Après deux ans passés dans le ventre de ma mère, mon
instinct commençait à me presser de sortir, lui qui rêvait d'aventures et de
gloires dans le monde des humains. Il négociait donc chaque soir ma sortie...et
chaque soir je refusais catégoriquement: j'étais bien dans le ventre ma mère et
je possédais tout le confort dont un nourrisson pouvait rêver. Je restai donc deux ans dans le ventre de ma
mère, bien que, dès la première année, je me sentis à l'étroit. Ne pouvant plus
me contenter de si peu de place, je partis à la recherche d'un lieu plus spacieux. Je commençai mon ascension en remontant par l'œsophage, lieu très étroit pour un
enfant de deux ans, et me retrouvai à l'air libre...

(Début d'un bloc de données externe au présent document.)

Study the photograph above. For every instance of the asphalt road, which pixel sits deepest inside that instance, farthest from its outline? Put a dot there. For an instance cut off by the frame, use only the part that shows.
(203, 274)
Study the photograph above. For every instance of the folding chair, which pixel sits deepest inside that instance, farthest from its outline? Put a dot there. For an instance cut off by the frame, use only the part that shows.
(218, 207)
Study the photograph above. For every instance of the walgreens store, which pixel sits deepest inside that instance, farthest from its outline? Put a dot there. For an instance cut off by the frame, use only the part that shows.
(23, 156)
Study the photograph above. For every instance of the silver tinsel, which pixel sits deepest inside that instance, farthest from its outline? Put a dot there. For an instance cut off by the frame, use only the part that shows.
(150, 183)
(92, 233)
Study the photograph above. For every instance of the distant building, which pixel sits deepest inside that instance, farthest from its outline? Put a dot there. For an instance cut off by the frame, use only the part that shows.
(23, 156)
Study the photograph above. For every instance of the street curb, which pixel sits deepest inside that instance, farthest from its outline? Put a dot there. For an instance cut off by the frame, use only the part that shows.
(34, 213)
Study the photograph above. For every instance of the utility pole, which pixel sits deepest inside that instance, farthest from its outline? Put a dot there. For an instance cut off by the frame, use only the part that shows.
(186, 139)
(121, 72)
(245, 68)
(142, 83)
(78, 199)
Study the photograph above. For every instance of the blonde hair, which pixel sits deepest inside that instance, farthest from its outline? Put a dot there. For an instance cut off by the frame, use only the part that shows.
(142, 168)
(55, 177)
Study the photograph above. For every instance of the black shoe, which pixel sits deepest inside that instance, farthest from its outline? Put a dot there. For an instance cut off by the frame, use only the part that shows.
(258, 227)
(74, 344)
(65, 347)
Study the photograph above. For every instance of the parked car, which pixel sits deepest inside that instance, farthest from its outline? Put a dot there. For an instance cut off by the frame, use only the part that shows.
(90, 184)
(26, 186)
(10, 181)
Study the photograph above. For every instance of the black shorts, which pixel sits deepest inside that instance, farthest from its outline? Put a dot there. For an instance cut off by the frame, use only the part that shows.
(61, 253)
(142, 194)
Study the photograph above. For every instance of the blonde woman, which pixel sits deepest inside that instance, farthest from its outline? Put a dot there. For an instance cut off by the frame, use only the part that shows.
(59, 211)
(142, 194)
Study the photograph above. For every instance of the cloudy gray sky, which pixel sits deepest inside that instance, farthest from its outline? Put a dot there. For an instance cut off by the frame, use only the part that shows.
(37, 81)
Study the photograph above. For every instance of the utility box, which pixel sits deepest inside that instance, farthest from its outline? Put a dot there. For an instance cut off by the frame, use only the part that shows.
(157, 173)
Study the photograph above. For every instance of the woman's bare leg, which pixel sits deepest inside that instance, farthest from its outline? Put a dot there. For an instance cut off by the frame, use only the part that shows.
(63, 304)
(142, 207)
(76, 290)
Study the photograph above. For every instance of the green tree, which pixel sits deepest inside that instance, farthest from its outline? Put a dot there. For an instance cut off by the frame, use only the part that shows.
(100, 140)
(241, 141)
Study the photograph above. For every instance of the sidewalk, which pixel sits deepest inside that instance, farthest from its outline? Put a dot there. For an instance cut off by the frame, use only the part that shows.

Pour la première fois de ma vie, je voyais le jour, le vrai,
pas la lumière de ma bougie, ni celui
dont les bactéries nouvelles me faisaient le récit, non, le vrai.... Ce soir- là,
mes parents étaient comme à leur habitude, en train de se goinfrer de chips
devant le télé, et moi qui les croyais de courageux héros comme me l'avaient dit les bactéries... Quelles chipies ! Une fois de plus je n'avais pas écouté mon instinct,
qui, lui, avait compris la provenance de toutes ces cochonneries dans l'organisme
de ma mère.
La première image que j'eus de mes parents ne fut guère
bonne. Par contre, dès mon arrivée, ma mère poussa un cri de joie qui se mêlait
à un cri de libération, car après deux ans de gestation, il est normal d'être
heureux que cela finisse. Mon père, lui, ne dit rien, et après douze ans
d'expérience, j'ai compris qu'il ne disait jamais rien et qu'il ne dirait rien cette fois encore.